Dimorphism in flower growth and stress resistance
Considering the different reproductive roles of unisexual flowers, dioecious plants usually make different reproductive investments in male and female individuals. In our study, the male catkins were larger and longer than the female catkins at the three flowering stages. This probably occurs because S. paraplesia is a wind-pollinated dioecious species and tends to produce excess pollen to increase its mating success rate, which leads to male catkins of S. paraplesia elongating their rachis and generating more stamens with long pollen tubes during early florescence.

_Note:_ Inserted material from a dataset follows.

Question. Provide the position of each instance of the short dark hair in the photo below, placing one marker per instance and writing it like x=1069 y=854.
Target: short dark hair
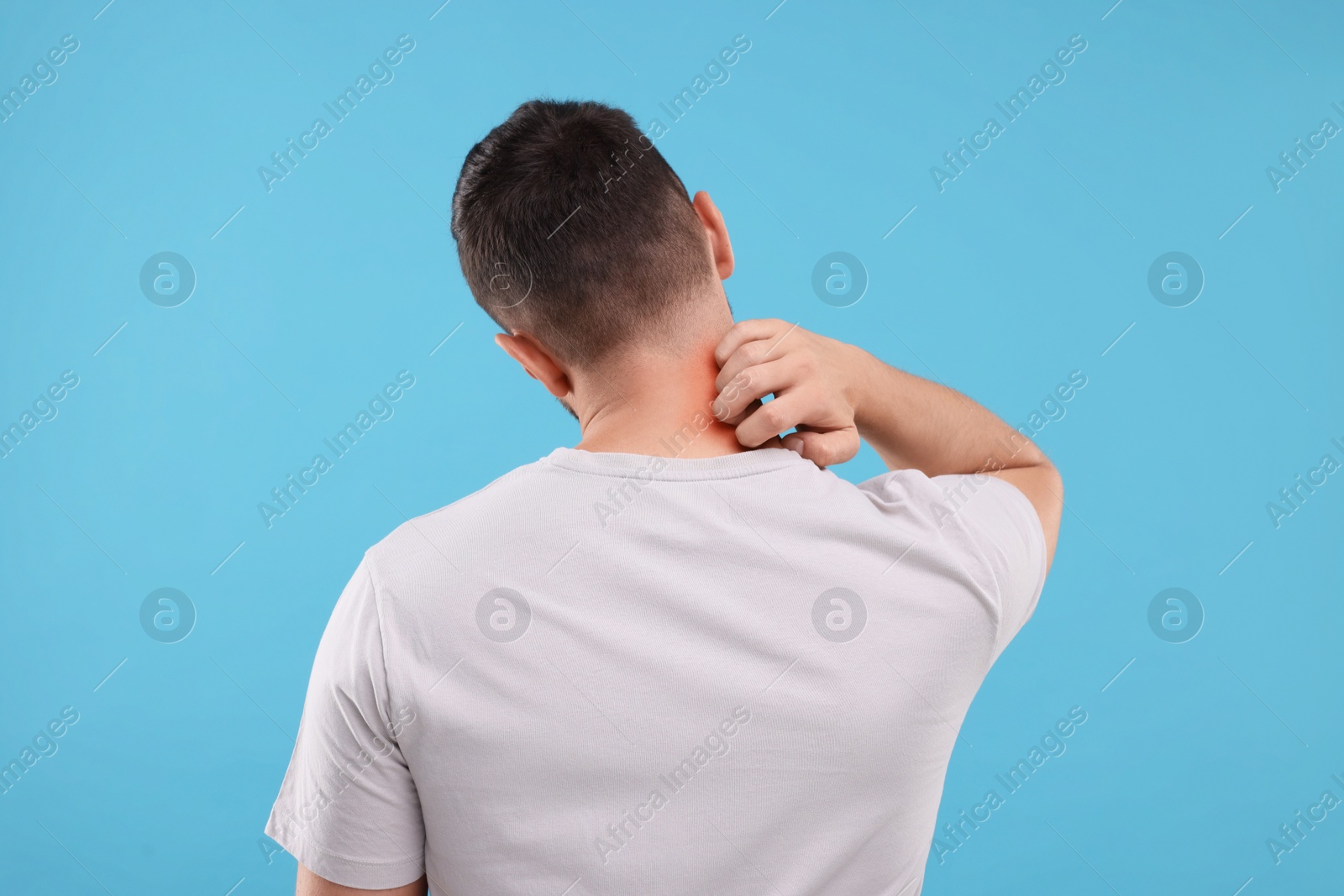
x=571 y=226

In contrast, female catkins did not generate stigma until later fluorescence, before pollination. Therefore, male catkins have a higher reproductive cost for growth than females at earlier fluorescence times. We also found that male catkins exhibited greater dry mass and higher C, N, and P contents than females per catkin, which indicated that male catkins obtained greater reproductive investments than females from vegetative organs.

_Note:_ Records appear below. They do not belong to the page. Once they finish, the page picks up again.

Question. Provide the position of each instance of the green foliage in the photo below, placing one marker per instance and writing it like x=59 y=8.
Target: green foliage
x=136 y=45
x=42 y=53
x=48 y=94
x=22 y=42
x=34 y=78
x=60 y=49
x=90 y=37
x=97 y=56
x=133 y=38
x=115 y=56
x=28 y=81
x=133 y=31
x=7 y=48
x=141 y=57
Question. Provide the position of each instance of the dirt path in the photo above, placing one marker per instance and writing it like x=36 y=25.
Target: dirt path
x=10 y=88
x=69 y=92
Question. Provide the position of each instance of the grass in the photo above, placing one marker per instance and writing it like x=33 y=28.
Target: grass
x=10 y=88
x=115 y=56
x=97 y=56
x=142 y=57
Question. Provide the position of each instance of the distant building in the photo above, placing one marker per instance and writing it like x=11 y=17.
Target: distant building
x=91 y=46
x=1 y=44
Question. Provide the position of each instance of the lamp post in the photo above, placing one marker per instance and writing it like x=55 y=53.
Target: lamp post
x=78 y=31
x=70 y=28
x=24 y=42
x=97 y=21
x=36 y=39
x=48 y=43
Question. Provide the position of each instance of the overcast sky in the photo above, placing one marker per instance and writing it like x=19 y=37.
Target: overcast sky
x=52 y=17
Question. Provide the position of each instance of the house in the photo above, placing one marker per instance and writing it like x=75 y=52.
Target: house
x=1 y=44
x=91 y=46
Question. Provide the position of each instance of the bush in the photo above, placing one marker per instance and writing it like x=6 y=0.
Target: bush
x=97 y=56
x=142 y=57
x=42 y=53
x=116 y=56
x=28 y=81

On the other hand, this sexual dimorphism in catkin morphology and biomass may be associated with sexual dimorphism during flowering that is related to phytohormones. Auxin, gibberellins (GAs), and brassinosteroids are closely related to flower bud growth and development53,54,55. GAs are essential regulators of plant growth in terms of stem elongation and flower development56,57,58. We found that sex-biased genes were enriched in the GA and auxin signaling pathways. Plants can regulate downstream gene expression via the GA signaling pathway59,60. It is worth noting that we found that a DELLA protein family gene (Sapur.010G083400) showed female-biased expression at all three flowering stages, while another Della gene (Sapur.017G103500) was male-biased at the late flowering stage (Table S9). The DELLA protein is a crucial negatively regulated protein in the GA signaling pathway, and the expression of Della genes is repressed by GAs61. In our study, the female-biased Della gene may have caused the male catkins to exhibit lower levels of the Della protein, which led to male catkins being more sensitive to GA signals at earlier fluorescence times. In this scenario, male catkins would need less GA to stimulate the development of the stamen. Additionally, the dimorphism of gene expression might partially explain why the rachis of male catkins was longer than that of females.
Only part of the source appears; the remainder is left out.